Askere gidene kadar klasik yurdum müslümanı birisiydim. Cumadan cumaya ramazandan ramazana. Onun dışında namaz abdest yok. +18 videolara bayılırdım. Bilmediğim site yoktu. Sürekli kızlarla konuşma isteği vardı ve çok kız arkadaşım vardı. Aynı anda başka başka sevgililerim olmuştu. Yüzeysel anlamda sevişmelerim bile çok olmuştu.

Askerde koğuş arkadaşlarımin çoğu namaz kılıyordu. Tabi normal yaşantımda öyle insanlar yoktu. Ailemde de annem babam ablam namaz kılıyordu. Ortam her şeydir. Orada bir akşam namazıyla birlikte namaza başladım. Yaklaşık olarak 6 yıldır kılıyorum. Askerdeyken Kuranın mealini okudum. Her okuyuşumda hayatın anlamını, neden yaşadığımızı, neden burada olduğumuzu, Allah'ın nasıl bir kudreti olduğunu ve kendisine inananları ne kadar çok sevdiğini gördüm. O günden sonra hayatımı Kuran ve Peygamberimizin sünneti üzerine yaşamaya çalıştım.

Günahın büyüğü varsa tövbeninde büyüğü vardır. Çok gözyaşı döktüm çok af diledim. Geçmişte yapmış olduğum şeylerle şimdiki hayatımı düşününce aklıma hep Necip Fazıl'ın sözleri geliyor

" benim geçmişim çöplüktür. Karıştıran köpektir"

Gelelim dua meselesine. Askere giderken hiçbir şeyi olmayan birisiydim. Her namazdan sonra hep aynı duayı ettim. İş eş hayırlı bir evlat. Yaklaşık 2 sene nişanlı kaldık. Bir gün radyo dinliyordum.
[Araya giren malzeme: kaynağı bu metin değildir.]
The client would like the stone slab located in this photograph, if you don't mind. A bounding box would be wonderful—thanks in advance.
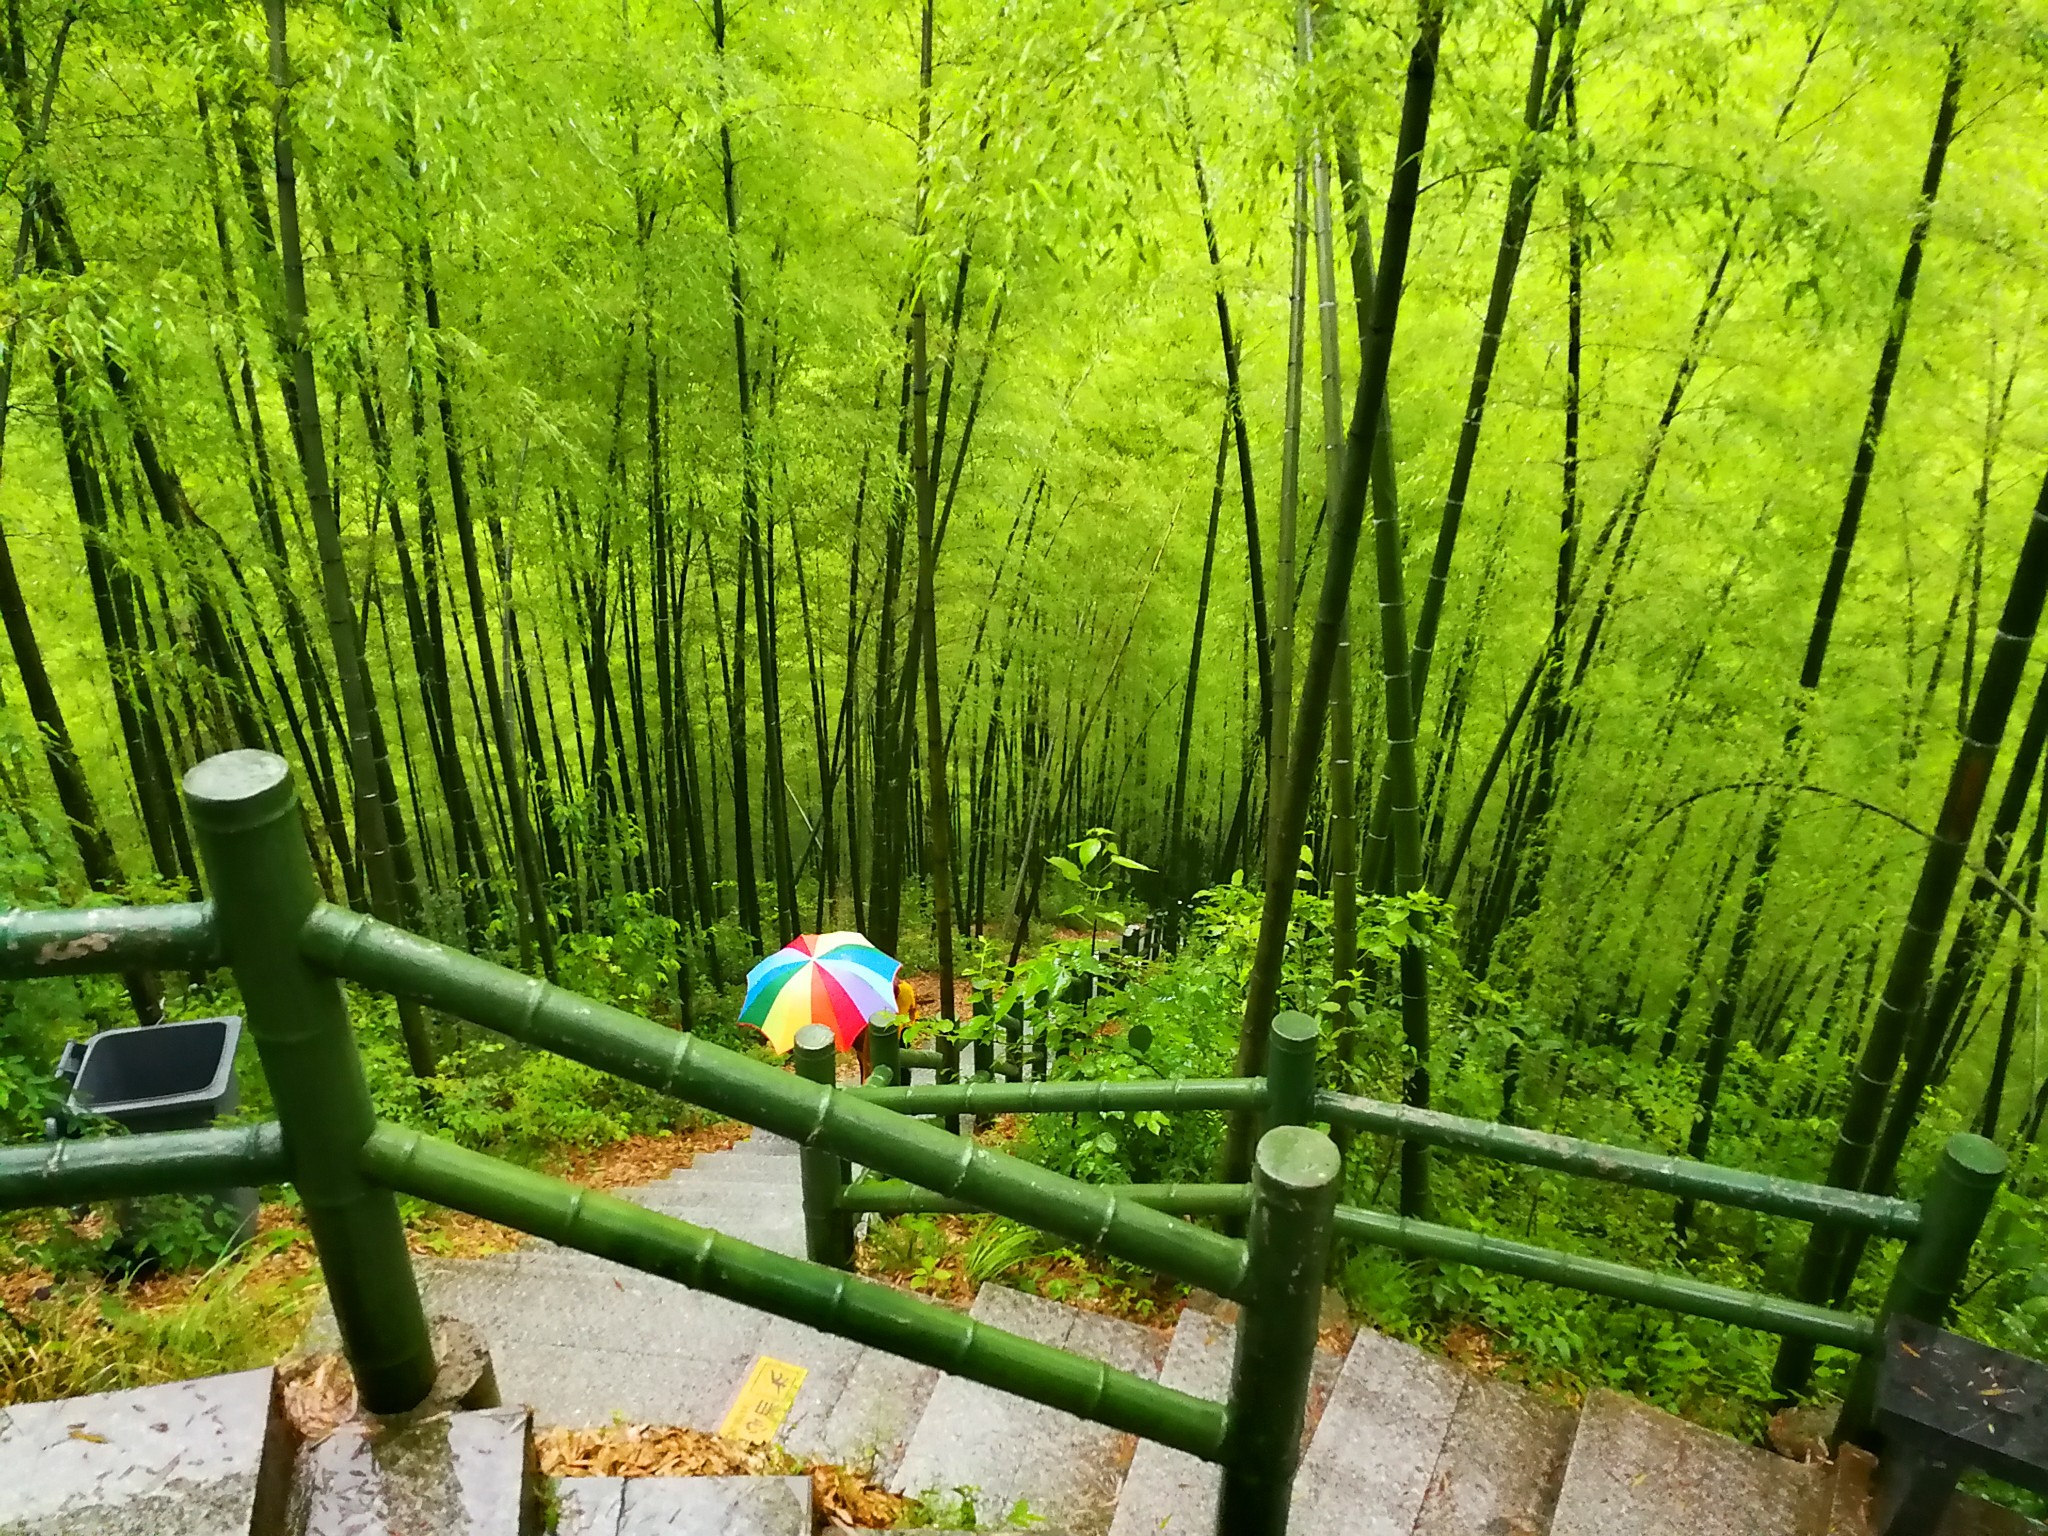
[481,1342,759,1430]
[1106,1308,1233,1536]
[289,1405,537,1535]
[889,1284,1168,1536]
[797,1348,939,1482]
[0,1367,288,1536]
[413,1260,775,1359]
[1413,1372,1575,1536]
[1550,1389,1829,1536]
[552,1477,627,1536]
[721,1133,801,1159]
[1289,1327,1466,1536]
[617,1475,811,1533]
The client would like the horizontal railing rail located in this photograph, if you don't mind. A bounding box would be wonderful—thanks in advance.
[1330,1204,1875,1352]
[841,1178,1254,1218]
[0,1121,286,1206]
[846,1078,1267,1115]
[0,901,220,977]
[1315,1089,1921,1237]
[362,1121,1230,1460]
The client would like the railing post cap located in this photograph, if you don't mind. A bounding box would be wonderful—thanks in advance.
[1941,1132,2007,1185]
[1272,1010,1320,1046]
[184,751,295,828]
[794,1023,836,1055]
[1254,1125,1341,1191]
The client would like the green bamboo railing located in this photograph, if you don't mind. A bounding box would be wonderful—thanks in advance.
[0,1121,286,1206]
[297,902,1251,1301]
[842,1178,1253,1217]
[1314,1088,1920,1236]
[0,901,219,976]
[847,1077,1266,1115]
[1330,1204,1873,1352]
[0,747,2012,1519]
[361,1120,1229,1460]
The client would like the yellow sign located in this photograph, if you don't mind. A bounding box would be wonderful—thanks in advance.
[718,1355,808,1445]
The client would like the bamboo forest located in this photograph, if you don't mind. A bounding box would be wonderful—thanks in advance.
[6,0,2048,1492]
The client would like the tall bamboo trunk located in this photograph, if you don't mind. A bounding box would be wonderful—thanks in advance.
[1775,457,2048,1399]
[1225,0,1447,1214]
[262,0,433,1074]
[1682,40,1966,1237]
[1169,417,1230,936]
[1171,33,1273,759]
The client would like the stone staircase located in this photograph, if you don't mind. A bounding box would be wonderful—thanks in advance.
[7,1126,2045,1535]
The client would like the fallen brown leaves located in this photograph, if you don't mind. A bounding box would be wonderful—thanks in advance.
[548,1121,750,1191]
[538,1422,773,1478]
[278,1352,359,1443]
[535,1424,909,1529]
[1443,1321,1511,1377]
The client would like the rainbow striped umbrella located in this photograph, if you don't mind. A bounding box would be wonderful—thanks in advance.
[740,931,903,1053]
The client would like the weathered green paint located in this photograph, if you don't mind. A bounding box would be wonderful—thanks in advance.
[185,751,437,1415]
[850,1077,1267,1116]
[1219,1126,1341,1532]
[1838,1132,2006,1445]
[1317,1088,1920,1237]
[360,1120,1230,1461]
[0,1122,285,1209]
[795,1023,857,1268]
[0,902,219,979]
[1332,1203,1875,1352]
[1263,1011,1319,1130]
[304,905,1253,1301]
[841,1179,1252,1217]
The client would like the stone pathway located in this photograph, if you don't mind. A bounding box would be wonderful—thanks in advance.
[9,1125,2047,1534]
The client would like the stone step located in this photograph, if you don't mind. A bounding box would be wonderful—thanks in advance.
[766,1324,939,1481]
[1105,1306,1234,1535]
[552,1475,811,1534]
[721,1133,801,1160]
[0,1366,291,1536]
[640,1183,803,1213]
[889,1284,1169,1536]
[286,1405,539,1535]
[1288,1327,1468,1535]
[1549,1389,1831,1536]
[1107,1304,1359,1535]
[1412,1367,1576,1535]
[411,1249,936,1458]
[658,1164,800,1191]
[411,1257,777,1429]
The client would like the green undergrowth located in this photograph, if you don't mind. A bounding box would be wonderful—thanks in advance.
[2,894,746,1401]
[858,1209,1187,1326]
[11,876,2048,1463]
[0,1234,315,1408]
[935,881,2048,1445]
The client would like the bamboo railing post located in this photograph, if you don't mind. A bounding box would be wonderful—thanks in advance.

Bir ayetin mealinde " Allah evlenenlere yardım eder " gibi bir cümle duydum. Işim olduğu zaman evlenecektik ama o kadar beklemeden sonra demek ki dedim evlenmek bizim için daha hayırlı olacak. Birkaç gün sonra gidip düğün tarihini aldık. Sağolsun babam yardım etti her şeyi halletti. Evlendikten 1 ay sonra, 1 sene önce başvuru yaptığım yerden aradılar ve işe başladım ( bu iş yerine cv bıraktıktan sonra ikindi namazı için karşısındaki camiye gidip o okulda çalışmak için dua etmiştim) Evliliğimizin 2.ayında eşimin hamile olduğunu öğrendik. O günden sonra hayırlı bir evlat duama devam ettim. Çünkü duada ısrarcı olmak gerekir. Çok şükür çocuğumuz dünyaya geldi. Sonra başka bir iş için mülakata girdim. Çok şükür orası da oldu. Torpilin olmadan kamuya girmek çok zor dediler. Kimseden yardım istemedim. Çünkü o zamana kadar hep Allaha dayandım Ona güvendim. Oradan da mezun oldum.

Şimdi eşim, arabam, evim, 2.5 yaşında bir kızım var. Son zamanlarda dua edecek bir şey bulamıyorum. Çünkü Allah hepsini nasip etti. Ama bunlara da şükretmek lazım. Bol bol hamd ediyorum, şükrediyorum. Günahkar olmak ayrı ama tövbe kapısı son nefesini verene kadar açık. Ölümün ne zaman geleceğini bilmediğimiz için her an ölüme hazır olmak lazım. Allah herkese imanlı ölmeyi nasip etsin. Ve son sözüm;

Yaşamak için aldığımız her nefesin, bizi ölüme bir adım daha yaklaştırdığı bu dünyada; dünya için ahireti, ahiret için dünyanın güzelliklerini terk etmeden yaşamak ümidiyle..
Allah senden ve cümlemizden razı olsun kardeş.
Maşaallah.
 
Konuyu açan arkadaşın ikilemi umarım son bulur ve doğrunun ne olduğunu anlar. Bazılarına yalan gelebilir bazıları sallıyor diyebilir ama içimden gelenleri ve yaşadıklarımı yazıyorum.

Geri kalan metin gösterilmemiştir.